First image stored and retrieved from a single photon.
While the initial test image consists of only a
few hundred pixels, a tremendous amount of information can be
stored with the new technique that may open the door to optical
buffering—storing information as light.
“It sort of sounds impossible, but
instead of storing just ones and zeros, we’re storing an
entire image,” says Howell. “It’s analogous to
the difference between snapping a picture with a single pixel
and doing it with a camera—this is like a 6-megapixel
camera.”
“You can have a tremendous amount of
information in a pulse of light, but normally if you try to buffer
it, you can lose much of that information,” says Ryan
Camacho, Howell’s graduate student and lead author on the
article published this month in the journal Physical Review Letters.

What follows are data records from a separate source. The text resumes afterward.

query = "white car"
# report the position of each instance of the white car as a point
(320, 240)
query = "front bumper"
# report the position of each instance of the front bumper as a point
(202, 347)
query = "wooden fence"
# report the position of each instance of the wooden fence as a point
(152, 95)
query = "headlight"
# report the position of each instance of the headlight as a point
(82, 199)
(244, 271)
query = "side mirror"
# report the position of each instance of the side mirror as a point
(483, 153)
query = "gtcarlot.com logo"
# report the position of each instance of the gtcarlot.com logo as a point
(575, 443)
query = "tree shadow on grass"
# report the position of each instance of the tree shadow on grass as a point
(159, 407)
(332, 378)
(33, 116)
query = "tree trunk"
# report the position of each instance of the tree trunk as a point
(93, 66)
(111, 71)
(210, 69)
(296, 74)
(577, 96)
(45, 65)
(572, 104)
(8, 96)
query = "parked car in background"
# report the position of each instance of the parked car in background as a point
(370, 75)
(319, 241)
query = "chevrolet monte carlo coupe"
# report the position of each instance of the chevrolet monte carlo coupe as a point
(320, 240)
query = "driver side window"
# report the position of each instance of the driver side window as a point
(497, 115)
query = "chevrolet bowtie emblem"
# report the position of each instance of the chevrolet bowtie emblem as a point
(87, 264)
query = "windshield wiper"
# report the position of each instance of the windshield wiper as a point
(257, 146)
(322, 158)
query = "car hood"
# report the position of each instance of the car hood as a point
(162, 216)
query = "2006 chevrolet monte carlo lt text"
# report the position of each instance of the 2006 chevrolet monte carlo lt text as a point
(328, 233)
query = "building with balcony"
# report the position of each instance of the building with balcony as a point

“We’re showing it’s possible to pull out an enormous
amount of information with an extremely high signal-to-noise ratio even
with very low light levels.”
Howell’s group used a completely new
approach that preserves all the properties of the pulse. The
buffered pulse is essentially a perfect original; there is almost no
distortion, no additional diffraction, and the phase and amplitude of
the original signal are all preserved.
“The parallel amount of information John
has sent all at once in an image is enormous in comparison to what
anyone else has done before,” says Alan Willner, professor of
electrical engineering at the University of Southern California and
president of the IEEE Lasers and Optical Society. “To do that
and be able to maintain the integrity of the
signal—it’s a wonderful achievement.